Gudang grosir semacam itu bekerja di dua basis - dan mereka swalayan dan berdasarkan sampel.
Di sini, basis layanan mandiri sudah cukup jelas, tetapi basis sampel mengacu pada klien atau pelanggan yang memilih dari contoh artikel. Mereka menggunakan sistem pemesanan manual atau terkomputerisasi, namun mereka tidak melayani diri mereka sendiri.
Klien dan tuan rumah gudang tersebut termasuk organisasi seperti katering, pengecer, pengguna profesional, pembeli institusional, dll.
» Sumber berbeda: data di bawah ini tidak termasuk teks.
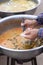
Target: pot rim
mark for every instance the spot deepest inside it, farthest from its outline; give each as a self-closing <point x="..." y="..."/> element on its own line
<point x="39" y="1"/>
<point x="19" y="16"/>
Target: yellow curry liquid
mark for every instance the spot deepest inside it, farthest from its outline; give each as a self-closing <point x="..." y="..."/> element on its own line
<point x="17" y="5"/>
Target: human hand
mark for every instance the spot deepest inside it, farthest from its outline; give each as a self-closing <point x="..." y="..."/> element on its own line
<point x="29" y="23"/>
<point x="30" y="33"/>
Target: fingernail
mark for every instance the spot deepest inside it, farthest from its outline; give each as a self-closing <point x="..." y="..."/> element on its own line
<point x="22" y="24"/>
<point x="23" y="35"/>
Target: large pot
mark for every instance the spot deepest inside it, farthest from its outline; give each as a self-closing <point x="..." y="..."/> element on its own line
<point x="17" y="54"/>
<point x="31" y="11"/>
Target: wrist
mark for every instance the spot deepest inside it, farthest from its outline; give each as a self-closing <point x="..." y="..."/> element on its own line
<point x="40" y="33"/>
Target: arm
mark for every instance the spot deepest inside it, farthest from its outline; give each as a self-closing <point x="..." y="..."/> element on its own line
<point x="40" y="19"/>
<point x="40" y="33"/>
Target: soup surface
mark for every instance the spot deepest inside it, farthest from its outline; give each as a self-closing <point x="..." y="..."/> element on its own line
<point x="12" y="39"/>
<point x="17" y="5"/>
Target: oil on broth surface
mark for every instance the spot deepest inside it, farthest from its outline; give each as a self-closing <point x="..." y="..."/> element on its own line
<point x="17" y="5"/>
Mereka kemudian akan menyelesaikan faktur secara tunai di sana dan setelah itu mereka akan mengangkut barang-barang mereka sendiri.
Ada perbedaan yang signifikan antara kerangka grosir biasa dan kerangka kerja grosir tunai dan angkut, karena dalam bentuk tunai dan angkut, daripada menggunakan kredit, pembayaran dilakukan di tempat, dan klien mengatur sendiri pengangkutan produk dan menanggung biayanya. seluruh risiko.
Ada yang bisa belanja cash and carry?

Jika ini adalah pertanyaan yang mengkhawatirkan Anda, maka jawaban sederhananya adalah setiap bisnis yang sah dapat melakukan pembelian secara tunai dan grosir.
Pedagang grosir ini adalah pemasok b2b, dan bisnis bonafide dan pedagang grosir yang memiliki sertifikat pajak penjualan untuk kredit mereka akan memenuhi syarat untuk berbelanja dari mereka. Masyarakat umum dan konsumen akhir tidak memiliki akses untuk membeli dari pedagang grosir tersebut.
Namun, grosir cash-and-carry juga memiliki beberapa keuntungan bagi konsumen akhir, karena beberapa kali outlet cash-&-carry membuat sejumlah besar produk tersedia untuk pengecer dengan harga murah.
Ini akan membiarkan pengecer memberi harga produk yang sesuai yang akan membuat pembelian menjadi murah bagi pelanggan akhir.
Kesimpulan!
Mempertimbangkan semuanya, jelas bahwa kerangka kerja grosir tunai dan angkut telah naik ke pengakuan dunia.
Salah satu kelebihan dari model cash and carry adalah tidak tergantung pada kredit konsumen dan dalam hal ini pelanggan hanya membayar tunai.
Sekarang, seberapa pentingkah Anda mempertimbangkan sistem cash and carry untuk menjalankan bisnis di antara grosir, pemasok, dan pengecer? Bagikan pendapat Anda dengan kami di bagian komentar di bawah.